Gossip, slander, backbiting are seeking revenge and are sinning against the one who sinned against us. All these reveal a heart that is itself not right with the offender. And all these, therefore, also reveal a heart that is not right with God. “Vengeance is Mine, I will recompense, saith the Lord. “Hebrews 10:30. But we deny Him this right when we gossip and slander and backbite. We are going to beat Him to it. We are not satisfied with His slow justice and are not content to wait for the judgment day. We want revenge in this life. We want to get even, rather than to get a confession, and conversion. 

The same is true of a public sin when there is gossip, backbiting and slander.
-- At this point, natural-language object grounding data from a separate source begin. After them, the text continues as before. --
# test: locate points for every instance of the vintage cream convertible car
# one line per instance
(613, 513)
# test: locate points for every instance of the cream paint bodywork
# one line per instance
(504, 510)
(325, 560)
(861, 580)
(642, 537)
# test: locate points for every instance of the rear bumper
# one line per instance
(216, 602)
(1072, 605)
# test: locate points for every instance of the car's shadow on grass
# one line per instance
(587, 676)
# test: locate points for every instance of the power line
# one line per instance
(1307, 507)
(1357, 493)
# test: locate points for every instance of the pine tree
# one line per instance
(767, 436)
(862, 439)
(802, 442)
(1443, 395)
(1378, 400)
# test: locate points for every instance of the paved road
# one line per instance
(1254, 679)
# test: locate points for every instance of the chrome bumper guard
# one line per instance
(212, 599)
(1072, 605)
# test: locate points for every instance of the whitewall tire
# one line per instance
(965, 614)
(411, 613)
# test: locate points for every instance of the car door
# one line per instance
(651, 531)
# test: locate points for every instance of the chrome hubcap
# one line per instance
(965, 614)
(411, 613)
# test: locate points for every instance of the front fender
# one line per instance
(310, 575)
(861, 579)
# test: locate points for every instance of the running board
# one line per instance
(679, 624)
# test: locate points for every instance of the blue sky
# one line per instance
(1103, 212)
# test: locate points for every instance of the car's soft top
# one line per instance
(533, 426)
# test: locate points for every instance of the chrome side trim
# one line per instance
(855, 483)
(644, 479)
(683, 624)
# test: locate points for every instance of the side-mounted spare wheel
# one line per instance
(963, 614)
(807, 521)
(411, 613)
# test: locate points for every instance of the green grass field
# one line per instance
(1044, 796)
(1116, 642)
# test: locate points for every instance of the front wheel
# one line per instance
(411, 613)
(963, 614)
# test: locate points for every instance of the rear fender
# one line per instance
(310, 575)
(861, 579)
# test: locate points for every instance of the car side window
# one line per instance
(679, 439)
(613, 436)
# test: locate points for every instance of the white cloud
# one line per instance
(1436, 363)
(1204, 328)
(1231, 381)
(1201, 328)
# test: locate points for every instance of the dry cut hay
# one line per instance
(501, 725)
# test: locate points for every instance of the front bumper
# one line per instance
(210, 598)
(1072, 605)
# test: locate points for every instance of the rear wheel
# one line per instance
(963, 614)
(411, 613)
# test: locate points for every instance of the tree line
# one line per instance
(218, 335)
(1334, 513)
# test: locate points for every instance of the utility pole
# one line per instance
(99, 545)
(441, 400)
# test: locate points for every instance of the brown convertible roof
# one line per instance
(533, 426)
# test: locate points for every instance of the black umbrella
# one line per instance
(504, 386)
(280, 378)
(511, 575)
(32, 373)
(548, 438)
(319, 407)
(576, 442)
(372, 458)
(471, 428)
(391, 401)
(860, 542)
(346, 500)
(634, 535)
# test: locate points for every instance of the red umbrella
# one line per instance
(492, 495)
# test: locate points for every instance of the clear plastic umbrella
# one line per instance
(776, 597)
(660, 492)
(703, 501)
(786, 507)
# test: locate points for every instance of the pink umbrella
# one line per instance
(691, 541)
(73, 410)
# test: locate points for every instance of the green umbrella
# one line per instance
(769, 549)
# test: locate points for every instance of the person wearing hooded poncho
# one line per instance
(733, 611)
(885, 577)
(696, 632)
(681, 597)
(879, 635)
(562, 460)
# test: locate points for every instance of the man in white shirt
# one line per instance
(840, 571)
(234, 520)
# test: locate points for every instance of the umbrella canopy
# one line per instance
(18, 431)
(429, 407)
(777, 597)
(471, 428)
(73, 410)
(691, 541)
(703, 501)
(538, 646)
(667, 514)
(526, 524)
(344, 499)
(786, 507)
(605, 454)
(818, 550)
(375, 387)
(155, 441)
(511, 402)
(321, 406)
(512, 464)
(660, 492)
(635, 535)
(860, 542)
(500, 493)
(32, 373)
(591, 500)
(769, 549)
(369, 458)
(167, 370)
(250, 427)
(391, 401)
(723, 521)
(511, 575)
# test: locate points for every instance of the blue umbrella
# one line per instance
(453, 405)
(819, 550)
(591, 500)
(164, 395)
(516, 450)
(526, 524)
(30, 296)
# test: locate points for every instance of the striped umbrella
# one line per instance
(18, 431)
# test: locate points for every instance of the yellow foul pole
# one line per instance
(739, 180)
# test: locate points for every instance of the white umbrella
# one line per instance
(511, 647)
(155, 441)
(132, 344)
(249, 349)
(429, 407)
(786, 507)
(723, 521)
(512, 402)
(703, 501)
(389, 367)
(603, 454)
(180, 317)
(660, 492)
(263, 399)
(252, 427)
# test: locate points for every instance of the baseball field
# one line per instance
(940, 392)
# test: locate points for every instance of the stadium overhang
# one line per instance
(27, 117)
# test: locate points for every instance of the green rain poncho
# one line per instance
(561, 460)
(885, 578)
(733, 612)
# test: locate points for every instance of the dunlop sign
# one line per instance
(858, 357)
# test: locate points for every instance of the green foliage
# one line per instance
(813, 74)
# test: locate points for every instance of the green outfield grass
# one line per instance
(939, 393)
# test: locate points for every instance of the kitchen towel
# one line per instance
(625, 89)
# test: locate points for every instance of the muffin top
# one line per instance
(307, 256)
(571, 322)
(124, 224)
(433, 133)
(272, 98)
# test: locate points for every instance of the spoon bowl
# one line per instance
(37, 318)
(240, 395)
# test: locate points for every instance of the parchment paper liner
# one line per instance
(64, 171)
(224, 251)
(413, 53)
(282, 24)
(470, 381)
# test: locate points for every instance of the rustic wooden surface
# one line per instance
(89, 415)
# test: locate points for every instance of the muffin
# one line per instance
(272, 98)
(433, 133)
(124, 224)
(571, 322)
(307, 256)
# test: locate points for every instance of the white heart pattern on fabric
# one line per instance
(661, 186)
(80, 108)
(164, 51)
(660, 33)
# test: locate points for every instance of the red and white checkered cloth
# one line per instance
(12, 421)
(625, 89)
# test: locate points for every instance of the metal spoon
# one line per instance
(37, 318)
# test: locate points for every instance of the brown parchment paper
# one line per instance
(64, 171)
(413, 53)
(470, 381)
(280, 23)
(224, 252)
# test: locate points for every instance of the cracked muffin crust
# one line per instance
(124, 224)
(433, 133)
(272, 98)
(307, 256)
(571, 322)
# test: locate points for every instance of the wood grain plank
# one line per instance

When we witness against a neighbor whose sin is known far and wide already, and we do our best to see to it that others also know about it, we sin against God and that neighbor. For a few more to know about it will not now make it more difficult for him to confess. In fact he may know absolutely nothing about your backbiting and gossip. And yet it is a sin against him and against God. For it is not an act of love to that sinner. True as the witness may be, so that in self-righteous defense you may deny slander, it still is not love that speaks of one’s evil to a neighbor. That must be done only to the authorities; and, we must add, to the properauthorities, to those who have direct rule over that individual in that particular case of sin. If we speak with each other of the sin of another, our heart is not right towards that object of our speech. In His fear we will not want to bear any witness against any man to a neighbor that will cause that man’s name to become evil. Love does not rejoice in sin or in relating sin to another. Love will do that only to the proper authorities for the sake of the salvation of that individual. All other reporting, spreading to neighborsis sin as well as the sin that is being spread by this gossip, backbiting or slander.